Recently, O’Neill has been visiting schools in the hope that she can discuss some of the themes in Asking For It with young girls and boys. She has had a mixed response. Even seasoned publishers have been reluctant to put out her novels due to their content. When I went to buy the novel from Waterstones, I was told that the book had been taken out of the Young Adult section after complaints from parents. It even comes with a ‘not suitable for young children’ warning on the back page.
O’Neill says: “It’s annoying when people say the subject matter is too dark. Have they ever met teenagers?”
With Quercus, O’Neill appears to have met the ideal publishing partner. “They have never once tried to censor my vision.”
I couldn’t agree more. With throwaway sexist comments, rape threats and ‘slut shaming’ rife in our society, it’s important that someone is willing to educate our teenagers. “I think it’s important that this book is read by young girls,” O’Neill agrees after one audience member thanks her for the positive influence she has had on her teenage daughter. “But I think it is equally as important that boys read it too.”
The evening draws to a close with a question and answer segment, and one enquiry seems to strike a chord with O’Neill. Both of her books are concerned with female beauty. Is this something she wanted to explore?

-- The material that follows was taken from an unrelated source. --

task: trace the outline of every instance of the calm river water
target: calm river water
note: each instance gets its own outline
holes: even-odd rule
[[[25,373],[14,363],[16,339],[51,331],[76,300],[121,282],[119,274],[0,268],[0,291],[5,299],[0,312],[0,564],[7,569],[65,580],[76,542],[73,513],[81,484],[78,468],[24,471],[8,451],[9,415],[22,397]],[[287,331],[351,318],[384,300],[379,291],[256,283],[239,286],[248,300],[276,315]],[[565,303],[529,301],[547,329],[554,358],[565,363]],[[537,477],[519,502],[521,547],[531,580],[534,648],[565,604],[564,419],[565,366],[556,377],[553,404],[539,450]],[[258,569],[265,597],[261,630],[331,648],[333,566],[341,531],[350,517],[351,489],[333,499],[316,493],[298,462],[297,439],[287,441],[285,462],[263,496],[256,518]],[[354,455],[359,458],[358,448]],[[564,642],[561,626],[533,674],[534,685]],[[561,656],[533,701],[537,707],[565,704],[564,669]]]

“I am really interested in female beauty. There is so much pressure put on women. I worry how I look – I suffered from both bulimia and anorexia – I still feel like I need to be attractive to be successful. We waste so much time on ideals of female beauty. I explore these ideas so a teenager will reject them because I don’t think I have managed to do it and I don’t want the young women coming up behind me to waste time on this.”
My friend and I glance at each other and silently convey our excessive fan-girl admiration and recognition that this is an incredibly important message.
“Happiness can’t come across from external voices,” says O’Neill. “It has to come from within. There’s your Oprah moment.”